Oggi fa parte del roster di talenti dell’agenzia KindOf. Il suo progetto presso Casa degli Artisti nasce dall’osservazione della Gibigianna, da cui prende il nome per il titolo, ovvero il riflesso del sole che attraversa la città: è un lavoro video per creare piccole scene artistiche che mettono insieme performance, musica, teatro e fotografia, trasformando la luce riflessa nel cuore di un’opera multimediale.

Le strade dove il fenomeno appare diventano palcoscenico, dove artisti e amici danno vita a performance pensati per la luce riflessa, attimi irripetibili. Queste scene saranno poi portate dentro l’atelier, uno spazio con ampie vetrate, come un grande mosaico di piccoli video, per portare dentro la città ed i suoi suoni.
Milano Film Fest – Il festival è ideato e organizzato dalla Fondazione Milano Film Fest, che unisce quattro realtà cittadine – Il Cinemino, Esterni, Fondazione Dude e Perimetro – con la direzione artistica di Claudio Santamaria.
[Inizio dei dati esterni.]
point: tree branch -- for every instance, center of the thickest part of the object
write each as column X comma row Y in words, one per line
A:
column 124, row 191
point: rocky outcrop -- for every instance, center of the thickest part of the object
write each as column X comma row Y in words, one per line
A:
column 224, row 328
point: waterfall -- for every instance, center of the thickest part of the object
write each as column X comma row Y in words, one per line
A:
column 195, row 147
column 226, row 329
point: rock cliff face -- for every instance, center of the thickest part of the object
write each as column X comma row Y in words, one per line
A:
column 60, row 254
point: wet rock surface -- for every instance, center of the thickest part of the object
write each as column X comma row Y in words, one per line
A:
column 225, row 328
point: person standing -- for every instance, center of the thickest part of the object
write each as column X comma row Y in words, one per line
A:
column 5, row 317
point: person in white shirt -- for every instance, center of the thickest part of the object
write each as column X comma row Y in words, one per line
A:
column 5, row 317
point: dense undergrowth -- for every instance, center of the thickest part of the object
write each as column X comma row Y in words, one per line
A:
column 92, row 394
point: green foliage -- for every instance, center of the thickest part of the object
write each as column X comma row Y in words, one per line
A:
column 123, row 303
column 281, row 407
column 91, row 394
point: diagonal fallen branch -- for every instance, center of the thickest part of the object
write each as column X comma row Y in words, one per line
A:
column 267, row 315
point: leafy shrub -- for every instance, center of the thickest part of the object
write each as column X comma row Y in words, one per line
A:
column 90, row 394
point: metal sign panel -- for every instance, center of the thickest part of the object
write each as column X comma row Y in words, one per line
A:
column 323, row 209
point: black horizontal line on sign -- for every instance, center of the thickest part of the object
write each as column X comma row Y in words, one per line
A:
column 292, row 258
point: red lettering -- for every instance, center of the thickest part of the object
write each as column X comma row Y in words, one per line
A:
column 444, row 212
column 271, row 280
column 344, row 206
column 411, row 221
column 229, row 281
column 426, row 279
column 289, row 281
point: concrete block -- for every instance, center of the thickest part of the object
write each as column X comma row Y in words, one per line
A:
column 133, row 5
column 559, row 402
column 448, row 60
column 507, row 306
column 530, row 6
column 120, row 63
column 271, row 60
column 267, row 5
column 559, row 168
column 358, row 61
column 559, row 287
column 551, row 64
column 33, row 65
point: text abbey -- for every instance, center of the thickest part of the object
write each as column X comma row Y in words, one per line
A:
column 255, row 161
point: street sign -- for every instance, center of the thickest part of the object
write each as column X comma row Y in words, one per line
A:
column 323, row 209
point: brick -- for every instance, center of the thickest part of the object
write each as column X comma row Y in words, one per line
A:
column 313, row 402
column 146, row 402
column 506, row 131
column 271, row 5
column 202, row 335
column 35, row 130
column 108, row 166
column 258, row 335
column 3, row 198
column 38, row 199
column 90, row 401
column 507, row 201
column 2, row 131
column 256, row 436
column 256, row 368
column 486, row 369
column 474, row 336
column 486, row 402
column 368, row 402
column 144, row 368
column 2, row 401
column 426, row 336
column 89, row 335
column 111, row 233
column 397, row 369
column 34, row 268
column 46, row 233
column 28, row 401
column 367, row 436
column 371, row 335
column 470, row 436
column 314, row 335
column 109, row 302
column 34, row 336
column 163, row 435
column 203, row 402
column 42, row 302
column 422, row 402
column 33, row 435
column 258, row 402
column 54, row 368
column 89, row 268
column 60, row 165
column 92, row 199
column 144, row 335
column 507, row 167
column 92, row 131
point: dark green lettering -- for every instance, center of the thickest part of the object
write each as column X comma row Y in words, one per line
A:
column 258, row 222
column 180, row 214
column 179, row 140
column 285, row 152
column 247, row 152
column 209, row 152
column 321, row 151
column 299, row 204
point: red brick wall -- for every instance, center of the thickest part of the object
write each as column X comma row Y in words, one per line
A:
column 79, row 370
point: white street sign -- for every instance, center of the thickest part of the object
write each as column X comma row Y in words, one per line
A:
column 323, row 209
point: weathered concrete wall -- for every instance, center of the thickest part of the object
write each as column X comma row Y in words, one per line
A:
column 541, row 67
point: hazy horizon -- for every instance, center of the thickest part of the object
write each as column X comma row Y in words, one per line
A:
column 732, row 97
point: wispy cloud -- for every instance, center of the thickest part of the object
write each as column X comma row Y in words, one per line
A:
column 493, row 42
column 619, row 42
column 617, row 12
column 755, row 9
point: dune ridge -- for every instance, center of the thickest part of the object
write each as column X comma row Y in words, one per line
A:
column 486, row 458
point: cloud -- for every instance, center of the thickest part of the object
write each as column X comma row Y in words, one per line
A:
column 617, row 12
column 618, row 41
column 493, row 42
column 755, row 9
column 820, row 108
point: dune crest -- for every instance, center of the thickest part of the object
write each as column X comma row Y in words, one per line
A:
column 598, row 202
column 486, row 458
Il Milano Film Fest si propone di creare un’esperienza cinematografica e immersiva che promuova la diversità e l’innovazione nel settore, coinvolgendo attivamente la città di Milano e le sue comunità: l’impegno della Fondazione MFF, insieme al Comune di Milano – Cultura, è infatti quello di raggiungere e coinvolgere anche le numerose realtà del territorio.

Per questo motivo, sarà presente in programma una sezione dedicata all’industry, che coinvolgerà i professionisti del settore cittadino e nazionale, e un calendario di eventi off, in diversi luoghi della città.
Casa degli Artisti – Casa degli Artisti si afferma oggi come uno dei centri più dinamici della produzione contemporanea a Milano: un luogo in cui la creazione artistica si sviluppa in modo aperto, condiviso e profondamente connesso al presente. Qui atelier, residenze e spazi pubblici convivono in un ecosistema in continua trasformazione, dove mostre, performance, musica, talk e laboratori attivano ogni giorno un dialogo diretto tra artisti, pubblico e città. Gestita dall’ATS che riunisce cinque enti no profit, la Casa promuove un modello di produzione “a porte aperte”, fondato sullo scambio, sull’interdisciplinarità e sulla relazione.

Le residenze internazionali, i programmi dedicati ai giovani talenti e le collaborazioni con istituzioni di rilievo contribuiscono a costruire una piattaforma capace di connettere Milano a una rete culturale globale, mantenendo al contempo un forte radicamento nel tessuto urbano e sociale locale. Questa identità contemporanea si innesta su una storia che risale al 1909, quando l’edificio nasce come atelier collettivo, concepito per favorire l’incontro tra artisti e linguaggi diversi.
Oggi quella vocazione originaria si rinnova in una forma attuale e inclusiva: Casa degli Artisti è un laboratorio vivo in cui la produzione artistica diventa esperienza condivisa, generando nuove possibilità di confronto tra culture, generazioni e pratiche creative.